ArenaFX becomes latest Japanese broker to terminate MT4 offering

Maria Nikolova

The deadline for closing all positions on the platform is September 30, 2017.

The Japanese Forex industry is famous for its conservatism and domestic focus. That is why it is rarely surprising when Japanese FX brokers put an end to a service that is not originally Japanese.

Retail FX broker Arena-FX Co., Ltd, aka ArenaFX, has become the latest Japanese Forex company to stop offering the MetaTrader 4 (MT4) platform to its clients.

The company attributes the move to “Forex restructuring” and sets September 30, 2017, as the deadline for closing all positions on the platform. Withdrawal requests will be accepted by October 9, 2017.

ArenaFX has been offering MT4 trading to its clients since early 2013. The decision to terminate the MT4 offering will affect both live and demo accounts. The company has already stopped accepting applications for new MT4 accounts.

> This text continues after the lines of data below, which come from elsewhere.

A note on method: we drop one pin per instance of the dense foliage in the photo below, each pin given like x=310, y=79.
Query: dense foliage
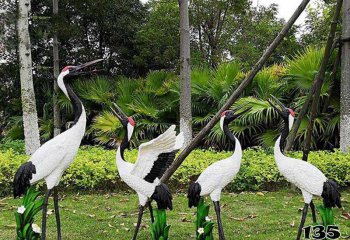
x=134, y=38
x=95, y=168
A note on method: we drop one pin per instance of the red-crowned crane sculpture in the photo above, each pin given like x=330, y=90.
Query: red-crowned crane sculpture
x=309, y=179
x=219, y=174
x=154, y=157
x=54, y=157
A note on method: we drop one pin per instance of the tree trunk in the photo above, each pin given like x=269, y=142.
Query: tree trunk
x=30, y=117
x=56, y=72
x=185, y=74
x=320, y=79
x=345, y=82
x=237, y=92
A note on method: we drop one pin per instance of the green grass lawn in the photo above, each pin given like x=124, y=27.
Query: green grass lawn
x=267, y=216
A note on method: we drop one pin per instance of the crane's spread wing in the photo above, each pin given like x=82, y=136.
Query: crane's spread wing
x=150, y=154
x=162, y=163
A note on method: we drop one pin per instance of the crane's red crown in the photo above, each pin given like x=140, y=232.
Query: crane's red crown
x=131, y=121
x=291, y=112
x=66, y=68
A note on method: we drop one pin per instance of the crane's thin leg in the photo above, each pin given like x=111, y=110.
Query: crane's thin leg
x=220, y=228
x=151, y=211
x=57, y=213
x=303, y=218
x=43, y=225
x=138, y=222
x=313, y=211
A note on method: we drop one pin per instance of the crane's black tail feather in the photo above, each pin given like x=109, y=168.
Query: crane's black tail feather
x=331, y=195
x=22, y=178
x=163, y=197
x=193, y=194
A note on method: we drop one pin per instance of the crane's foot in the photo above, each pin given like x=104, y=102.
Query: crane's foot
x=151, y=211
x=138, y=222
x=218, y=215
x=313, y=211
x=57, y=213
x=302, y=222
x=43, y=224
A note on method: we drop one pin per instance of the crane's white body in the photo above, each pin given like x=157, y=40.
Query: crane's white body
x=219, y=174
x=133, y=174
x=308, y=178
x=55, y=156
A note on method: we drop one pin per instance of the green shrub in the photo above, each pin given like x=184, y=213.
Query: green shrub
x=95, y=168
x=31, y=205
x=16, y=145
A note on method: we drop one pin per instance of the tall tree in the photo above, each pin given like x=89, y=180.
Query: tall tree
x=30, y=118
x=56, y=71
x=345, y=81
x=234, y=96
x=185, y=73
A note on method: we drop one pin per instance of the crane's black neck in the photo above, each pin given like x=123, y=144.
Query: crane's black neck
x=125, y=143
x=284, y=134
x=229, y=134
x=77, y=104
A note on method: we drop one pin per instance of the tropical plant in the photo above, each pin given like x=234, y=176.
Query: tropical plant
x=25, y=226
x=159, y=228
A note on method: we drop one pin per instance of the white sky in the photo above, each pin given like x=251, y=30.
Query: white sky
x=285, y=7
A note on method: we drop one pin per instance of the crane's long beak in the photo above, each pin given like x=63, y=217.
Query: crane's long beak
x=76, y=70
x=241, y=113
x=278, y=102
x=119, y=113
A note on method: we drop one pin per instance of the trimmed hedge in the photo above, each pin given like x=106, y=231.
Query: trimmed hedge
x=95, y=169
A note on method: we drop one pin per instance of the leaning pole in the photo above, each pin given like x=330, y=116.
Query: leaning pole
x=257, y=67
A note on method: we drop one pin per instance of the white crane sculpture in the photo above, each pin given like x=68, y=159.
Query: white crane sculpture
x=154, y=157
x=54, y=157
x=219, y=174
x=309, y=179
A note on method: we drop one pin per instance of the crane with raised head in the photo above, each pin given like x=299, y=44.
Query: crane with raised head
x=308, y=178
x=215, y=177
x=154, y=157
x=51, y=160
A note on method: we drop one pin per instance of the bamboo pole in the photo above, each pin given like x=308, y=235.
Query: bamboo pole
x=320, y=79
x=236, y=93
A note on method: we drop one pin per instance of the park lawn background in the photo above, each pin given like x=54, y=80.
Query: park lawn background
x=247, y=215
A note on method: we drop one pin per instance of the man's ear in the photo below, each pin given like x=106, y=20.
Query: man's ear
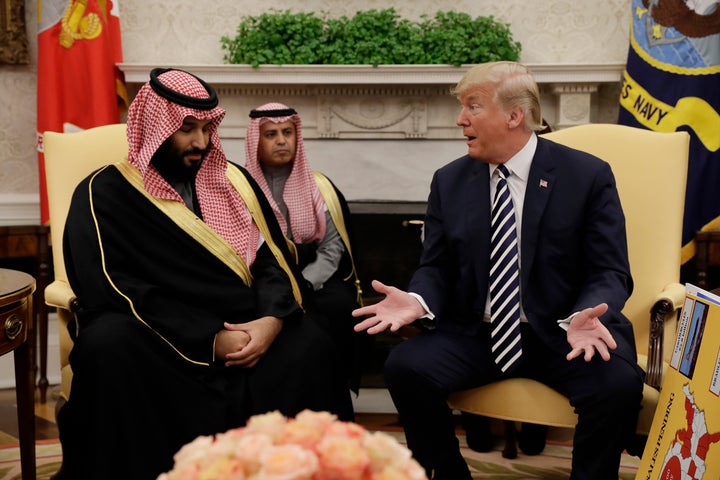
x=516, y=117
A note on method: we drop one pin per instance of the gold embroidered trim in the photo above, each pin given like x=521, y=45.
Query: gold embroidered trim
x=107, y=276
x=191, y=224
x=241, y=184
x=333, y=203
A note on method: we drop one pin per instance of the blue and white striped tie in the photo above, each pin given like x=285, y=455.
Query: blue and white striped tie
x=504, y=279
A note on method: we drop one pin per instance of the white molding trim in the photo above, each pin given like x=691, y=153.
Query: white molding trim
x=224, y=74
x=19, y=209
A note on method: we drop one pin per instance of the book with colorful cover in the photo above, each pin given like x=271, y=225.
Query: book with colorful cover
x=684, y=440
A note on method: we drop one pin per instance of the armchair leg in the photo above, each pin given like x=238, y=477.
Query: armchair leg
x=510, y=450
x=61, y=474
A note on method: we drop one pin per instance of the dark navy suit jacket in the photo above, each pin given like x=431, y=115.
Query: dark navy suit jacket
x=573, y=246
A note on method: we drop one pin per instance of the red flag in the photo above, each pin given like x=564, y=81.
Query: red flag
x=79, y=84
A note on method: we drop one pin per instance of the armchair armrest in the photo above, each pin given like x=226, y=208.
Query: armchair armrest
x=669, y=300
x=59, y=294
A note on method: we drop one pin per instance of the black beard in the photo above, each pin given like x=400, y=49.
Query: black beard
x=171, y=166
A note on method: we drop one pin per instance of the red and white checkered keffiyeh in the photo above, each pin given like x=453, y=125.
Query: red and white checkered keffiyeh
x=152, y=119
x=306, y=207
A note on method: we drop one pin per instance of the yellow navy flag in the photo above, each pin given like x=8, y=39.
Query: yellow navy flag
x=672, y=82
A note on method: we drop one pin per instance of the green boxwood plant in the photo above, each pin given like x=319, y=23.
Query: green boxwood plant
x=372, y=37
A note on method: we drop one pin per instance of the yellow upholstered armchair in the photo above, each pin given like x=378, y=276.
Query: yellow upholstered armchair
x=69, y=158
x=651, y=171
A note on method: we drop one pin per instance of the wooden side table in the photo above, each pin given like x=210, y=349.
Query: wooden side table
x=32, y=242
x=16, y=334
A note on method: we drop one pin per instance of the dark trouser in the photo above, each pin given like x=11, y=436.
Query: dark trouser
x=421, y=372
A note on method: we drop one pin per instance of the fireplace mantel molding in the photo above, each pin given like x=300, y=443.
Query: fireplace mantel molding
x=384, y=102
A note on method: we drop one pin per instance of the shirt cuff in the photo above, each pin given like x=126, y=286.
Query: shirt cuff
x=564, y=323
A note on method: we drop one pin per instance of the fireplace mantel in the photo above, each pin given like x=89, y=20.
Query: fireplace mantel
x=380, y=132
x=387, y=101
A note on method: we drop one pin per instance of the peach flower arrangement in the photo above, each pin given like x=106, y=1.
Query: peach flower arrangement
x=311, y=446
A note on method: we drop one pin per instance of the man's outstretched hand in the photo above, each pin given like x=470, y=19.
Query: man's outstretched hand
x=586, y=334
x=396, y=310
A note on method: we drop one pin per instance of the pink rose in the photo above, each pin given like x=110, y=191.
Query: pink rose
x=249, y=449
x=306, y=435
x=384, y=450
x=223, y=468
x=194, y=451
x=346, y=429
x=287, y=462
x=270, y=424
x=341, y=458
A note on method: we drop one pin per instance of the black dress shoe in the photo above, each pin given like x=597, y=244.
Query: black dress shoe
x=532, y=438
x=477, y=432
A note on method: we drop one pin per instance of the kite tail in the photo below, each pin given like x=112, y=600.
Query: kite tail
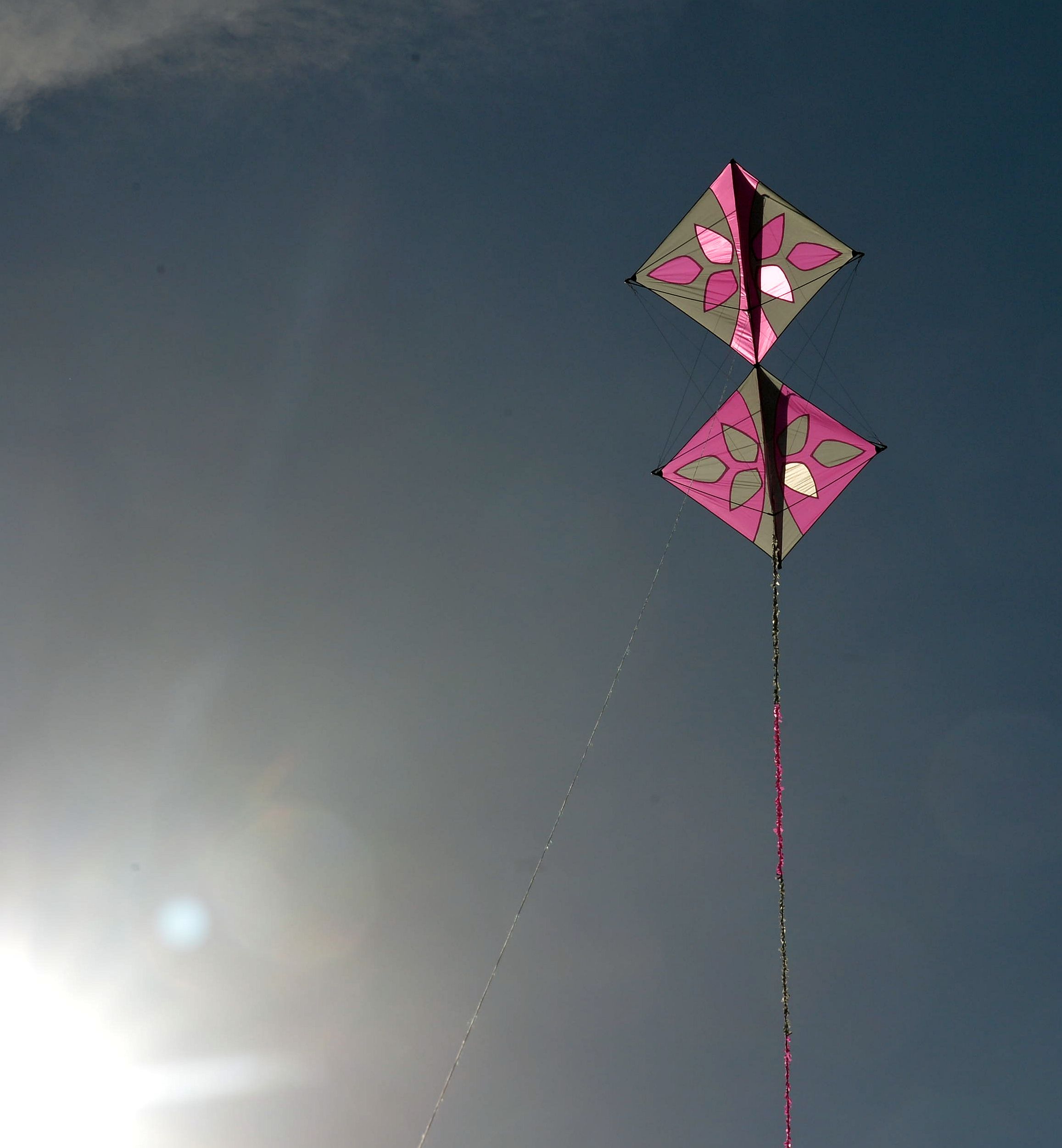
x=777, y=829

Several Japanese Forex brokers, including Japan’s retail FX giant Monex Group, Inc. (TYO:8698) and YJFX, a subsidiary of Yahoo Japan Corporation (TYO:4689), have stopped offering MetaTrader 4 earlier. YJFX said back in the fall of 2014, when it announced its plans to terminate the offer of MT4, that its decision was sudden and gave no specific reasons for the move. After abandoning MT4 in the autumn of 2014, Monex focused on the development of its proprietary platform TradeStation.

MT4 is still on the menu of a number of Forex brokers operating in Japan, including the Japanese subsidiary of OANDA, as well as Japan, a subsidiary of Gain Capital Holdings Inc (NYSE:GCAP). Speaking of which, let’s recall that Japan is about to change some of the MT4 servers. The upgrade is scheduled for August 12, 2017.

Meanwhile, as industry executives have reiterated numerous times in interviews with FinanceFeeds, another of the MetaQuotes-developed platforms, MetaTrader 5 (MT5) is gaining growing popularity. It will be interesting to see whether Japanese brokers will adopt MT5 in place of MT4.